The Swiss government has hired consultants from Alvarez & Marsal to facilitate its role in the acquisition of failed Swiss bank Credit Suisse by UBS.
Consulting firm Alvarez & Marsal was awarded a contract worth 8.7 million Swiss francs ($10 million) by the Swiss Federal Finance Administration (FFA) to aid them in managing the landmark acquisition, which sent a tidal wave through Europe’s and the Swiss banking scene.
According to a spokesperson from the Ministry of Finance who spoke to Reuters, Alvarez & Marsal will provide advisory services to the government throughout the deal process in creating a complicated agreement with UBS, as well as in the process of liquidating assets.
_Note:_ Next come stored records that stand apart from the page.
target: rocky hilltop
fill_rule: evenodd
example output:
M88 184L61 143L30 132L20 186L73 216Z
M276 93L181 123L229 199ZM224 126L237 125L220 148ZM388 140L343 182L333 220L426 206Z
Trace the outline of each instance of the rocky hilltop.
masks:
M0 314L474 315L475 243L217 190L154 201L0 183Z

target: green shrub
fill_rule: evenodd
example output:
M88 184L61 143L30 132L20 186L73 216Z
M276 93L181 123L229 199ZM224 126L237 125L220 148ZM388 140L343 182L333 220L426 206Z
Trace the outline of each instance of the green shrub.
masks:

The acquisition of Credit Suisse by UBS is a monumental endeavor for all parties involved and quickly became a boon for consultancies, with major contracts awarded at both sides of the deal and post-merger integration table. Most notably, Oliver Wyman shrugged off McKinsey, BCG and Bain to land UBS’ post-merger mandate.
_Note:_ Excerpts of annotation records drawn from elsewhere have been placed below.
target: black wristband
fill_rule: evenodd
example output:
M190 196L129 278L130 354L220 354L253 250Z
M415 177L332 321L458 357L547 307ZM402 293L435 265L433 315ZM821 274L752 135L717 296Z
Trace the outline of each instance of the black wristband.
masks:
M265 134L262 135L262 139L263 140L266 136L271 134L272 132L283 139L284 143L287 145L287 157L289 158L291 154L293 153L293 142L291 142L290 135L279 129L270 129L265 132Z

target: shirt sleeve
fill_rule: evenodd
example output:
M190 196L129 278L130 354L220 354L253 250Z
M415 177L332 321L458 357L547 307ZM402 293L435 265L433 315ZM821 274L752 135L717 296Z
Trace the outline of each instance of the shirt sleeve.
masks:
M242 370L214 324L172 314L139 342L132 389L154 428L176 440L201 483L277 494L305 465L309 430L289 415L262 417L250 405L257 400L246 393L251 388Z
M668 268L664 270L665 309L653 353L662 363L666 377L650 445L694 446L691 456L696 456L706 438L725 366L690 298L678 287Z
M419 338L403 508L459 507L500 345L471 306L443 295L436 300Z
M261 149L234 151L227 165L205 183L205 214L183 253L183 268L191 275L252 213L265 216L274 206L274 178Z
The Swiss government orchestrated an emergency rescue plan in which UBS was enticed to acquire Credit Suisse post-haste, with the aim of preventing any additional market troubles. To sweeten the deal, the Swiss National Bank agreed to provide UBS with up to 100 billion francs ($112.4 billion) in liquidity.
The Swiss government also promised UBS with a guarantee of 9 billion francs ($10.1 billion) to cover any potential losses associated with its acquisition of Credit Suisse. Alvarez & Marsal has been brought in to support the contractual implementation of this guarantee, and provide related economic advisory services.
Headquartered in New York, Alvarez & Marsal is a multinational consulting firm that specialises in turnaround management. The firm famously provided liquidation services for Lehman Brothers after the bank collapsed, triggering the devastating 2008 global financial crisis. The consultancy opened its first office in Switzerland in 2019.
UBS is the largest Swiss bank and one of the largest private banks in the world. The merging of UBS and what remains of Credit Suisse will result in an incredibly large bank twice the size of the entire economy of Switzerland. With ‘too-big-to-fail’ doctrine inspiring less confidence than ever, the extent to which this merger can soothe uncertainties in the global financial system appears to be in doubt.
Credit Suisse's collapse in March followed closely after the failure of three US banks, which caused significant uncertainty in the global financial system. Silicon Valley Bank, Signature Bank and First Republic Bank, the largest banks to fail since the 2008 financial crisis, suffered liquidity crises after spooked customers withdrew mountains of cash in panicked bank runs.